Chapter 5 turns to laboratory research with dogs, asking how the species story becomes a methodological problem for researchers. The chapter suggests that researchers could gain from embracing researcher–animal intersubjectivity, even if they are unlikely to do so. Here and elsewhere, the book focuses on popular science more than on scholarly literature, but popular science does shape how many people view dogs. Chapter 5 stresses Jessica Pierce and Mark Bekoff's A Dog's World (2021). Although Fraser distinguishes her position from Pierce and Bekoff's, their commitment to thinking about a world of dogs-by-themselves, of pet life as captivity, and their refusal of generalizations about ‘the dog’ parallel Fraser's own commitments.
In Chapter 6, Fraser historicizes scientific criticism of ‘species’ (somewhat confusingly, as Chapter 2 explored speciation). The chapter strikes an ambivalent note: ‘I am less concerned with the “truth”, or not, of species, and more with how species, and especially species stories, work’ (p. 206).
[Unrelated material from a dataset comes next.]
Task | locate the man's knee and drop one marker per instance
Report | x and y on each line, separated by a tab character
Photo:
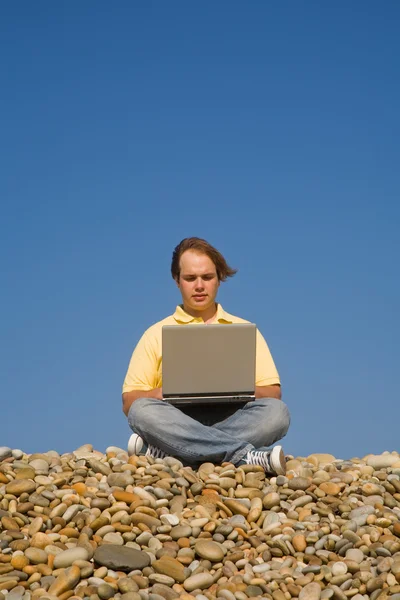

Yet in Chapter 7 Fraser adds, ‘Should a case be made, then, against species, as it is against “animal”? I believe it should, although how to make that case … deserves some reflection” (p. 231). By reserving final judgement on ‘species’, the book leaves readers in mild limbo: we are encouraged to keep the concept, but in the destabilized form of ‘species stories’. Like ‘race’, ‘species’ frames and structures individual lives (p. 232). Ending with a turn to Alfred North Whitehead, Fraser seeks a way to think about canine individuality and entanglement without reifying the ‘bond’.
Dog Politics is a lively read that raises important questions. Readers might still wonder, do species stories really preclude considering individuals? Are dogs threatened most by their ‘species story’? Fraser notes that we think of humans as individuals first and species members second, but dogs as species first, individuals second. Yet what about the modern obsession with individual dogs and breeds? Taking Fraser's own example of pit bulls, social media teem with meme-ified examples of characteristic “staffy” (Staffordshire bull terrier) behaviours as well as paeans to each dog's individuality. Fraser's emphasis on the species story results in less comparison between ‘species’, ‘breed’, ‘type’ and ‘individual’, which all shape how people think about dogs. Fraser notes, ‘Pit bulls are already a type’: but if so, they are also already more than their species, differing from, say, golden retrievers. Simplistic generalizations about ‘the dog’ and belief in distinctive breed traits comfortably coexist. This is not to reject the book's premise: the species story contributes to human failures to maximize canine well-being, but it is one of many pieces, not least among them a profit-seeking economy that sells human–dog companionship in toys and treats and discourages dog owners from giving their companions (let alone themselves) the space and time needed for true actualization. The problem of animal welfare is the problem of social order.